Ponce: The NHPI COVID-19 Data Policy Lab will address striking gaps within data and research for NHPIs including the need to increase the number of states reporting disaggregated NHPI COVID-19 cases, which at this stage only 30% of states are doing. The lab calls to attention the fact that NHPIs are experiencing among the highest COVID-19 rates of any racial and ethnic group here in California and throughout the country including the states I mentioned earlier. On Aug. 27, we will unveil a dashboard that looks specifically at NHPI COVID-19 data and are hoping that other researchers and advocates can use it as a model to help with their work to improve outcomes for the disproportionately affected group. The data we’ve produced so far have been used in testimony before the U.S. House of Representatives Ways and Means Committee, featured in news media, and will be included in a blog run by the journal Health Affairs. The scholars have also been working with the National and Southern California Pacific Islander COVID-19 response teams and present data weekly. I strongly believe that the data lab, the dashboard, and all of the data we’re producing will help inform health advocates, researchers and especially government decision makers on how COVID-19 is affecting NHPIs and bridging the gap in needs and services for the community. The NHPI COVID-19 dashboard embodies our UCLA CHPR’s mission to democratize data to inform policies and improve health.

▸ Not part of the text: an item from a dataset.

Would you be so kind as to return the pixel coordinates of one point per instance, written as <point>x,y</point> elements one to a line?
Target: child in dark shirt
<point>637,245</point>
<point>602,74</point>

In addition to the new NHPI dashboard, the center’s COVID-19 Rates and Risk Factors by California County, that is presented by our California Health Interview Survey, known as the CHIS, and updated weekly, looks at both COVID-19 rates by race and ethnicity, as well as various contributing factors such as underlying chronic conditions like asthma and diabetes, as well as food insecurity and health insurance status. Our next cycle of CHIS will also include data on COVID-19.

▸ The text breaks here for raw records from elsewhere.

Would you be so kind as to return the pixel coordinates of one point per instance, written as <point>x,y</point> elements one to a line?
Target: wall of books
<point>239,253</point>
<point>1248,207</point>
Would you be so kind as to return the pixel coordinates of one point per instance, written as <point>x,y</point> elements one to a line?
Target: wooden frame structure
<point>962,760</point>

Thomas: The NHPI COVID-19 Data Policy Lab began with a few NHPI scholars led by Professor Ponce, in accordance with the coalition of Pacific Islanders in the National Pacific Islander COVID-19 Response Team. It started off with careful and meticulous attention to the data produced by local public health departments. Some areas that I have personally monitored are San Bernardino, San Diego and Orange counties, whose data has assisted in the later successful advocacy for disaggregated NHPI data in Riverside county, that I also oversee. Over time, the lab has grown, and the data collection has become less laborious as new scholars have introduced automated processes for recording COVID-19 data. The increased bandwidth of the lab has given us more time to translate the data into meaningful, comprehensible, and some in-language data and health education presentations for NHPI communities as well as in meetings with decision makers. My hope is that the launching of our lab will encourage all attending entities or institutions to re-think their reporting methods of demographic data if they do not disaggregate NHPIs, and acknowledge ways they could be contributing to health inequities and disparities for minority populations like NHPIs, whose data is often hidden.